City sustainability staff on Monday summarized 2025 accomplishments in transportation and buildings, prompting commissioners to ask for concrete counts and measurable benchmarks for the city’s next step toward its 2030 climate goals.
Antoinette, the city’s new sustainability coordinator, told the Climate Action Commission that two transportation accomplishments stood out in 2025: the adoption of an active transportation plan designed to expand bicycle and pedestrian networks, and attainment of a charging‑readiness designation for electric vehicles. "The two main accomplishments that really jump out are the adoption of the active transportation plan... and obtaining the charging smart silver designation," she said.

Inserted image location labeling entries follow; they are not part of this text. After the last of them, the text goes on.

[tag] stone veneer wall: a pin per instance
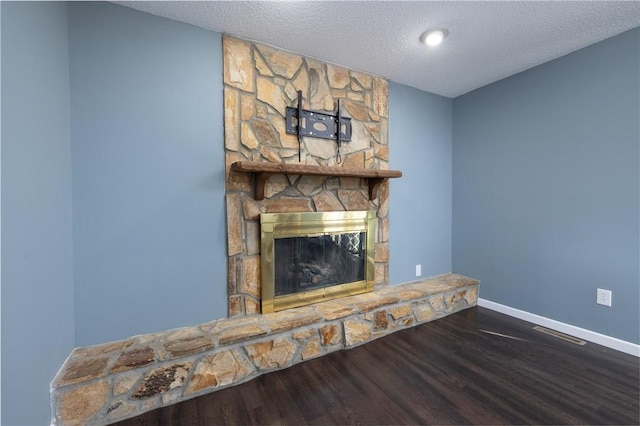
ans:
(106, 383)
(259, 83)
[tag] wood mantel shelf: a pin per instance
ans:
(264, 170)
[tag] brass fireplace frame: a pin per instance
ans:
(288, 225)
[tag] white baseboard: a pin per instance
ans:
(591, 336)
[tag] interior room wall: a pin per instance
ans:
(546, 188)
(148, 173)
(420, 145)
(37, 256)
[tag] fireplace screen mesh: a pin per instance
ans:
(305, 263)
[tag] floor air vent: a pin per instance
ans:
(559, 335)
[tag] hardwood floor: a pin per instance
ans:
(450, 371)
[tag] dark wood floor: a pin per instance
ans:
(450, 371)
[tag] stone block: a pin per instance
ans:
(79, 405)
(251, 209)
(237, 64)
(364, 80)
(380, 321)
(308, 185)
(247, 137)
(133, 359)
(356, 332)
(218, 370)
(277, 353)
(376, 303)
(252, 229)
(356, 110)
(311, 349)
(261, 65)
(120, 410)
(102, 349)
(231, 119)
(288, 204)
(437, 303)
(472, 296)
(271, 94)
(234, 224)
(251, 276)
(82, 370)
(235, 305)
(354, 200)
(326, 201)
(189, 346)
(330, 335)
(354, 161)
(240, 334)
(301, 335)
(423, 313)
(285, 64)
(338, 76)
(319, 94)
(381, 97)
(333, 310)
(292, 318)
(400, 312)
(124, 384)
(251, 305)
(455, 301)
(265, 133)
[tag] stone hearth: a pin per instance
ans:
(114, 381)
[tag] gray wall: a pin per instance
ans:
(420, 145)
(37, 256)
(546, 188)
(148, 173)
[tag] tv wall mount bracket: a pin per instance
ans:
(303, 122)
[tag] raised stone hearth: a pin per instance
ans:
(114, 381)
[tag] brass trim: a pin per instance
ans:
(286, 225)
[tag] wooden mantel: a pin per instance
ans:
(264, 170)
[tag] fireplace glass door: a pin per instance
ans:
(311, 257)
(305, 263)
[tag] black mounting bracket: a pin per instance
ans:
(304, 122)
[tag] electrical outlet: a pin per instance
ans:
(603, 297)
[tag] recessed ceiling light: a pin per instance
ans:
(433, 37)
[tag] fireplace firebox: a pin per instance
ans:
(312, 257)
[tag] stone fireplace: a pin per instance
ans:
(265, 182)
(259, 83)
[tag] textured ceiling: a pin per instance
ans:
(487, 40)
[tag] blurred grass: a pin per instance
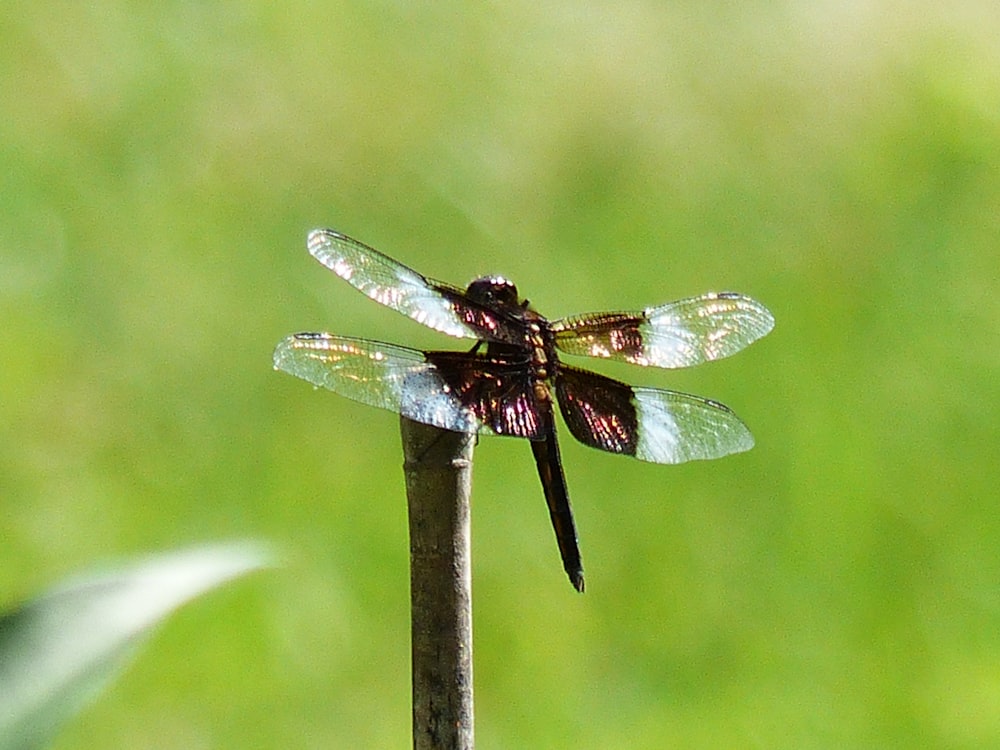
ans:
(836, 587)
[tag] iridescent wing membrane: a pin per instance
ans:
(466, 392)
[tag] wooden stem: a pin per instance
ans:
(438, 469)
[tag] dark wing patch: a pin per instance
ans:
(655, 425)
(678, 334)
(498, 391)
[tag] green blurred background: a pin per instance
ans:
(835, 587)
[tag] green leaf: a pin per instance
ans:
(59, 650)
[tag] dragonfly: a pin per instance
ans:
(511, 379)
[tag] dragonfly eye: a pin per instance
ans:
(493, 290)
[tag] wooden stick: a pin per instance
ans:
(438, 469)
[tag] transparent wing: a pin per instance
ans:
(435, 304)
(389, 377)
(682, 333)
(654, 425)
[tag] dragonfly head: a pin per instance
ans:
(494, 291)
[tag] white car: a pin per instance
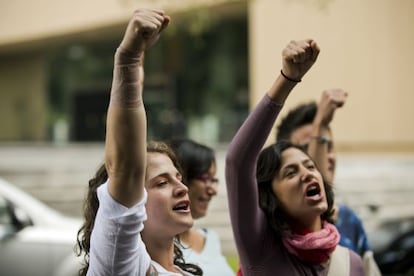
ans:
(35, 240)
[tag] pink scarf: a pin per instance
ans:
(312, 247)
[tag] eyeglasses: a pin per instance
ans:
(207, 179)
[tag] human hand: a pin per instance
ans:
(298, 57)
(143, 30)
(331, 99)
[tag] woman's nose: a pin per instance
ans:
(180, 189)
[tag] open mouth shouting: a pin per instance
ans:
(182, 207)
(313, 192)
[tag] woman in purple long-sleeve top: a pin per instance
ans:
(280, 206)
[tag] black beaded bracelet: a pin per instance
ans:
(288, 78)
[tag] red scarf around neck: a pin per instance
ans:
(312, 247)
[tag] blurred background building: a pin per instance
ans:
(211, 66)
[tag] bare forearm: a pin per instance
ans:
(125, 145)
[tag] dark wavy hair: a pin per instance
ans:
(268, 166)
(195, 159)
(90, 208)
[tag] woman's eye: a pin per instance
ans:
(162, 183)
(290, 173)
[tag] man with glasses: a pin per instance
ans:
(309, 125)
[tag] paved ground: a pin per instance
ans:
(377, 186)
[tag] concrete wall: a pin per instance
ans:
(366, 49)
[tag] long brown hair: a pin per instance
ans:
(90, 208)
(268, 165)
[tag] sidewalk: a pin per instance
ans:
(376, 186)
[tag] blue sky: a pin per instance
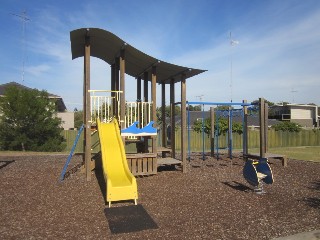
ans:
(278, 55)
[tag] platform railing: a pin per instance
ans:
(105, 105)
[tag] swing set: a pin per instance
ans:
(256, 170)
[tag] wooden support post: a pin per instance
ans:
(212, 131)
(154, 105)
(146, 110)
(122, 88)
(139, 89)
(163, 115)
(245, 132)
(266, 113)
(183, 124)
(172, 119)
(117, 86)
(139, 100)
(230, 133)
(113, 88)
(262, 127)
(87, 113)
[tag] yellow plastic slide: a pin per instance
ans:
(121, 184)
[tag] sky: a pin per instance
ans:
(275, 52)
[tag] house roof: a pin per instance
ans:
(107, 46)
(60, 102)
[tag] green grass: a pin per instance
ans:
(299, 153)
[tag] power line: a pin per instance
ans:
(232, 43)
(24, 19)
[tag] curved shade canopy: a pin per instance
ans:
(107, 46)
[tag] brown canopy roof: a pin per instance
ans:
(107, 46)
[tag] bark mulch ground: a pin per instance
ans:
(211, 201)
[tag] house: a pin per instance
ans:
(253, 119)
(66, 117)
(306, 115)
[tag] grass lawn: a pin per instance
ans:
(299, 153)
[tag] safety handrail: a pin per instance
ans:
(71, 153)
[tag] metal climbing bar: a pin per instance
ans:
(71, 153)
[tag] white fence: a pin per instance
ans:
(105, 105)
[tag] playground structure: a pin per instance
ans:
(108, 104)
(256, 169)
(121, 184)
(214, 122)
(137, 119)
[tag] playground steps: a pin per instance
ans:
(142, 164)
(164, 151)
(168, 161)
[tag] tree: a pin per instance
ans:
(28, 121)
(287, 126)
(222, 126)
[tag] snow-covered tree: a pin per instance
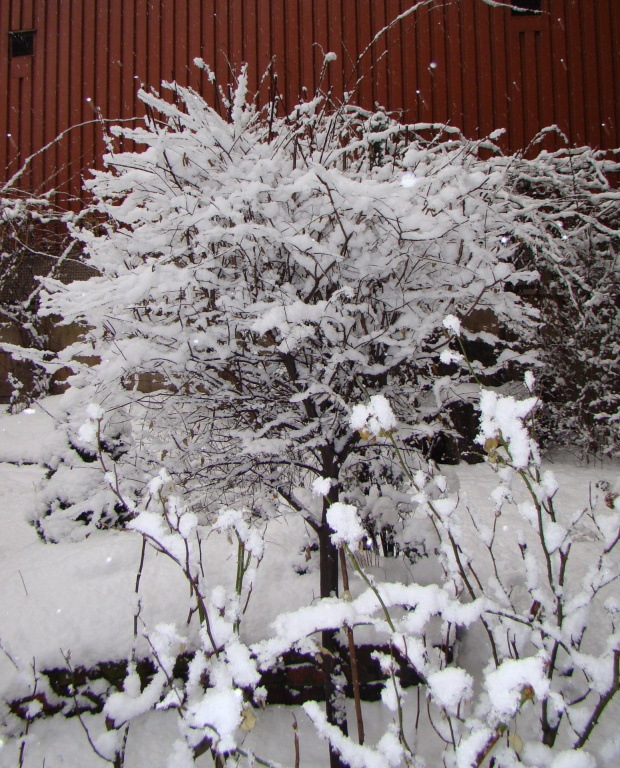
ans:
(257, 275)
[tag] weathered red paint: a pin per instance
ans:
(462, 62)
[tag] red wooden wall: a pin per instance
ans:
(464, 62)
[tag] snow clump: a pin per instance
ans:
(376, 417)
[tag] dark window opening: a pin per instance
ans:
(21, 43)
(525, 7)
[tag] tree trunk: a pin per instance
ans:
(333, 677)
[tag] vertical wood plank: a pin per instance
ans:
(559, 70)
(250, 44)
(153, 71)
(5, 25)
(39, 102)
(437, 65)
(76, 107)
(364, 56)
(498, 18)
(424, 57)
(575, 69)
(194, 22)
(592, 96)
(484, 69)
(605, 53)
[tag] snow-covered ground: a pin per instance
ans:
(77, 601)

Commissioners pressed staff for numbers. One commissioner asked how many public fast chargers exist near the plaza; staff identified four fast chargers behind the Bank of America station and noted additional Tesla‑oriented chargers near the community center. Antoinette said the EV readiness program was primarily regulatory and aimed at easing the pathway to install chargers, not at directly installing hardware, and she committed to pulling permit and permitting‑system data to report counts.
In public comment, Howard Sapper — who identified himself as a Sonoma resident and leader at Pushpock Motors — described a private‑sector concept to scale from three‑wheel electric vehicles to 6–12 passenger vehicles and larger buses to serve tourists and residents. “We’re willing to be part of a solution if it makes sense for everybody,” he said, and urged the city to explore mixed public‑private financing models.
Other details raised during the presentation included ongoing county coordination on an EV charger assessment, a citywide bicycle/pedestrian grant identified at roughly $1.6 million, and a public works RFP to install electric bus chargers that had received seven proposals.
Quote: “We didn’t get any funding to help fund such a program for the EV stuff,” Antoinette said, urging commissioners to help staff identify and pursue grant opportunities and to focus on measurable outcomes.
What’s next: staff agreed to extract permit and AMI system data to provide clearer metrics on chargers, solar permits and water use; commissioners recommended creating an ad hoc or work plan item to keep those metrics visible to the public.